Freddie grimaced. “Lord, I hope so … or at least I trust it will all be over in a few days. I mean to write her this morning, telling her I won’t pay her extortionist demands and that she ought to reread those letters of mine.” He grinned again. “She will be in for a rude shock when she discovers that her leverage over me has mysteriously disappeared.”
“I expect so,” Madeline agreed, smiling back.
“And now, I will take my leave of you, Miss Ellis. There is an enormous breakfast awaiting me back at Riverwood, and Rayne would not permit me to eat until I had called on you. I vow, I am famished. I have scarcely been able to swallow a bite this entire week past—Oh, would you care to join us, Miss Ellis?” Freddie asked, interrupting his own soliloquy.
Wanting urgently to avoid facing Rayne at the moment, Madeline hastened to decline. “Thank you, but I have already breakfasted.”
“Very well, then…. But if I may ever repay the favor you did for me, you have only to ask.”
“I will, Mr. Lunsford,” she assured him, although she couldn’t imagine ever needing to be rescued from a blackmailer.
With a gallant bow, Freddie doffed his hat to her, then spun jauntily and took himself off. He was whistling loudly when he disappeared from her view.
Still smiling to herself, Madeline returned to her gardening. Yet she was surprised when a short while later, Simpkin appeared to inform her that she had another caller, this time a Lord Ackerby, and was she “at home” to him?
Madeline felt her stomach clench at the mention of her noble nemesis and former neighbor.
Before she could reply that she most certainly was not at home, she saw the auburn-haired baron himself striding down the garden path. Even from a distance she recognized Ackerby’s tall, well-dressed form by his imperious bearing. Evidently he hadn’t trusted that she would receive him and so decided to give her no choice by following the butler to her location in the garden.
The elderly Simpkin frowned at this deliberate violation of proper etiquette, but Madeline hid her own grimace of distaste. “Thank you, Simpkin. I will speak to his lordship alone.”
“As you wish, Miss Ellis.”
Wondering what had brought her unwanted visitor here, Madeline waited until the butler had gone before asking Ackerby that very question.
“Why you, of course, my dear,” he responded in an easy tone. “Imagine my surprise to discover that you had landed here. You are like a cat with nine lives.”
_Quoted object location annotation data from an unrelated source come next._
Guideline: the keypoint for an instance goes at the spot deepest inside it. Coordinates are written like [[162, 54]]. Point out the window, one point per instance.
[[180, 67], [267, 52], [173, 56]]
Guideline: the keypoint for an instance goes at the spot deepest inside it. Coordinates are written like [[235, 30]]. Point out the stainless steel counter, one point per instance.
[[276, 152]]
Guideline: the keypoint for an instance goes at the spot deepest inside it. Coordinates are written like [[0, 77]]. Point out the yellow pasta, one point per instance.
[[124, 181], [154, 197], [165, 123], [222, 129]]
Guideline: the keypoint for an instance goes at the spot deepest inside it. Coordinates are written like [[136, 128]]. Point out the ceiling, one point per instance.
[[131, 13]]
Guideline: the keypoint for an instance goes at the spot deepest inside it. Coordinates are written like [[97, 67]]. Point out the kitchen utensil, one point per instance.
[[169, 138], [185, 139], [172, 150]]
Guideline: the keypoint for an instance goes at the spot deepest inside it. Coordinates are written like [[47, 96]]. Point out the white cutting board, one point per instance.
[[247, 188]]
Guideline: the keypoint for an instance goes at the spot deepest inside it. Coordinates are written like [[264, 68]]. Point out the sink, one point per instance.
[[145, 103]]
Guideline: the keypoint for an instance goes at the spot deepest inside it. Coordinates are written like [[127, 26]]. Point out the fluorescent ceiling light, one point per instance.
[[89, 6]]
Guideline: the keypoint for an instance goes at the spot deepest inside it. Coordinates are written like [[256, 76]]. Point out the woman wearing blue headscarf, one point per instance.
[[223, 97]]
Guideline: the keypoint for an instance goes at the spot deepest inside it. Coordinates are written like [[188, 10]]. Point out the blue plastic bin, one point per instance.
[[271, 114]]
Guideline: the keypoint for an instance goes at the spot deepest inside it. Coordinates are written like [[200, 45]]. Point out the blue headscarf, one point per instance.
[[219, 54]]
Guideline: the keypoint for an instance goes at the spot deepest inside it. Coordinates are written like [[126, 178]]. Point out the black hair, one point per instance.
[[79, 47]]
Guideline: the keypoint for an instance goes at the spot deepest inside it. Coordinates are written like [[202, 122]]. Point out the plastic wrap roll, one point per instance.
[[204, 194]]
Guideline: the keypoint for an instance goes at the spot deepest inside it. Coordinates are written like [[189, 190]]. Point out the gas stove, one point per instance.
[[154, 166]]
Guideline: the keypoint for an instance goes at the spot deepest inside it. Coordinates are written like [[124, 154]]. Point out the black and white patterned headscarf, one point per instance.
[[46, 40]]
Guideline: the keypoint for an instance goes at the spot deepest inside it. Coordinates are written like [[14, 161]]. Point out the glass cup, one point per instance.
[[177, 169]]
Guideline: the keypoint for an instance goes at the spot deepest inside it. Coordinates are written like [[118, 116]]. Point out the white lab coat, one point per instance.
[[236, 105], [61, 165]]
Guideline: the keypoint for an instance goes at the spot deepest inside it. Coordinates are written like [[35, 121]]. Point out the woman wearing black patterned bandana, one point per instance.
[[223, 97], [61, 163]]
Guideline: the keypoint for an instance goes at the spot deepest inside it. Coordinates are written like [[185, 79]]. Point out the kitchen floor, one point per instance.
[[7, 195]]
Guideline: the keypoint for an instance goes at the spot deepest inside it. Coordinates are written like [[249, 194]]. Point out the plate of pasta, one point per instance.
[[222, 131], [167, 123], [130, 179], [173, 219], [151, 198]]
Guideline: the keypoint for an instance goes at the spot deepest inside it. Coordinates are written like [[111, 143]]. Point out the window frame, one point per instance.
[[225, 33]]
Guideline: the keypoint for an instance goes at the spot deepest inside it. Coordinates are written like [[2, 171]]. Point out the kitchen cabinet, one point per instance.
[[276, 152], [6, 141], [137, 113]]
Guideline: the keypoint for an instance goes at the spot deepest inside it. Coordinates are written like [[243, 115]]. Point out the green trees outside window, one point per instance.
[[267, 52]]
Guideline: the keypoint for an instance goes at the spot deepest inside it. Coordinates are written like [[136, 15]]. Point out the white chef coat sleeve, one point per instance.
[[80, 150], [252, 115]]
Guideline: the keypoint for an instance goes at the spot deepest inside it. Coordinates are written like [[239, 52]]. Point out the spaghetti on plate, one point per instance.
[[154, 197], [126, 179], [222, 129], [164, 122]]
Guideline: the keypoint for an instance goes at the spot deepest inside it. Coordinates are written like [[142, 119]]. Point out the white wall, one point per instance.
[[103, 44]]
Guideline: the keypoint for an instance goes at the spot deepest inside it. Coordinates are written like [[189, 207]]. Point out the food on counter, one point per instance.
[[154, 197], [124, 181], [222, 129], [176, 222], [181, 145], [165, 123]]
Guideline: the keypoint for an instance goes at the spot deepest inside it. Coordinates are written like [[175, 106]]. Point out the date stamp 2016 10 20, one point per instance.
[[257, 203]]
She regarded him with an arch look. “Did you drive all the way from Chelmsford to discuss cats, my lord?”
“No, I came from London, where I have been staying these past several days.” Ackerby glanced around at the luxurious terraced gardens. “Haviland has set you up in fine style, I see.”
Madeline stiffened at the offensive insinuation that she’d become Rayne’s mistress. “You are greatly mistaken, sir—and you insult Lord Haviland by impugning him with your own lecherous motives. He is merely a friend of my late father and so did me a kindness by helping me find employment here in Chiswick at a young ladies’ academy owned by Lady Danvers.”
Ackerby raised a dubious eyebrow. “Indeed? That relieves my mind then,” he drawled as if disbelieving her.
She longed to wipe that smirk off his dissipated face. “The state of your mind matters little to me, Lord Ackerby.”
He held up a hand as if to ward off another tart retort. “I don’t wish to quarrel with you, my dear.”
Madeline pressed her lips together, striving to keep her temper. “Then what do you want?”
“Restitution, merely that.”
“Restitution?” she echoed. “Whatever do you mean?